- Born: Ancient Benin Empire
- Died: 1899 Sakponba, Benin City
- Known for: Accompanying Oba Ovonramwen after his capture by the British

= Asoro =

Benin war chief

Asoro, also known as General Asoro, was a war chief in the Kingdom of Benin who served as the sword bearer to Oba Oba Ovonramwen during the 1897 British expedition to Benin. He participated in the defense of Benin against the British expeditionary force that aimed to capture the Oba. Asoro's statement that "no other person [should] pass this road except the Oba" (So kpon Oba) resulted in a road in Benin being named "Sakponba."

== History ==
General Asoro was from Iguogho, located in the present-day Ovia North-East Local Government Area of Edo State.

In January 1897, during a religious festival, a British expedition led by Acting James Robert Phillips attempted to enter Benin without Oba Oba Ovonramwen's permission. Asoro and other warriors resisted the British officials, forcing them to retreat and killing some of them. This incident heightened tensions between the British and Benin. The British officials claimed they wanted to discuss trade issues, but their unauthorized entry and the subsequent violence led to further conflicts.

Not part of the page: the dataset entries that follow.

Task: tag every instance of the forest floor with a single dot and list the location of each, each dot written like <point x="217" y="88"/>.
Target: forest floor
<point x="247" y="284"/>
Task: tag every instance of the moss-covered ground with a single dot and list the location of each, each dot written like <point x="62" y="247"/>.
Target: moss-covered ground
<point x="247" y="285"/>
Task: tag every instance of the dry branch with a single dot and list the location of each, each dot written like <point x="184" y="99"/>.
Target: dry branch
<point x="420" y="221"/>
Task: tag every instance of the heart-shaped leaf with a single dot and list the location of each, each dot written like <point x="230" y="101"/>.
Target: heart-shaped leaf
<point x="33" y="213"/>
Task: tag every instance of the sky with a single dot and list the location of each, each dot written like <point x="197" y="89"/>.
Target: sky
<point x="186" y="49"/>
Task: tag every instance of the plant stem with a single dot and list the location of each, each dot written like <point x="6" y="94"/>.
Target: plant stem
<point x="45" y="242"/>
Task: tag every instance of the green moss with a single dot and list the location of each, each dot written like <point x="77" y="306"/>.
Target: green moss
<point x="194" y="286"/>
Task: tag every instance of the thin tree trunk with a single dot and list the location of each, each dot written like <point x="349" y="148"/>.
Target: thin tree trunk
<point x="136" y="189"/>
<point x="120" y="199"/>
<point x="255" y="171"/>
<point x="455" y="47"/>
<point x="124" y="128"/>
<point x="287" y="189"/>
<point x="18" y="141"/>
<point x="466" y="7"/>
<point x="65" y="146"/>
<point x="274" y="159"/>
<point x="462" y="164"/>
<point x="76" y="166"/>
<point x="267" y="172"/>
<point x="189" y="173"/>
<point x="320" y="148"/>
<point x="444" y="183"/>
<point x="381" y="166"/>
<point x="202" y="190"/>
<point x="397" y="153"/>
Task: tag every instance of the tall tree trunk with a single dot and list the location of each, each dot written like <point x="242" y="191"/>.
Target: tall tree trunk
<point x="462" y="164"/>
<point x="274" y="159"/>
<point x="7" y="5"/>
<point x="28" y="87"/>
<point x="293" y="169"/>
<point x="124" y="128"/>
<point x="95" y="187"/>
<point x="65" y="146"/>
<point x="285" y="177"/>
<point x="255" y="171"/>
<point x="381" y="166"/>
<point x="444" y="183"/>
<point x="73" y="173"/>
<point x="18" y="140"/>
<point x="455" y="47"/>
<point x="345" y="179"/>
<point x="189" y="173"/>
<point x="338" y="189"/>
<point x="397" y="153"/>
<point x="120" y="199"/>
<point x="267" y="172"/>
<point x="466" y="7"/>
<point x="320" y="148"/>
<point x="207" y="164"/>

After the British defeated the Benin Empire and captured Oba ("king") Ovonramwen, Asoro refused to accept the exile order. During the British attack on Benin led by James Robert Phillips, Asoro protected the road used by the British force, declaring that only the Oba could use that road, which was later named "Sakponba." A statue of General Asoro stands on this road in Benin City to honor his actions.

== Death ==
Asoro died at the site where he had fought against the British expedition. This location is now marked by Oba Ovonramwen Square, situated at the start of Sakponba Road in Benin City.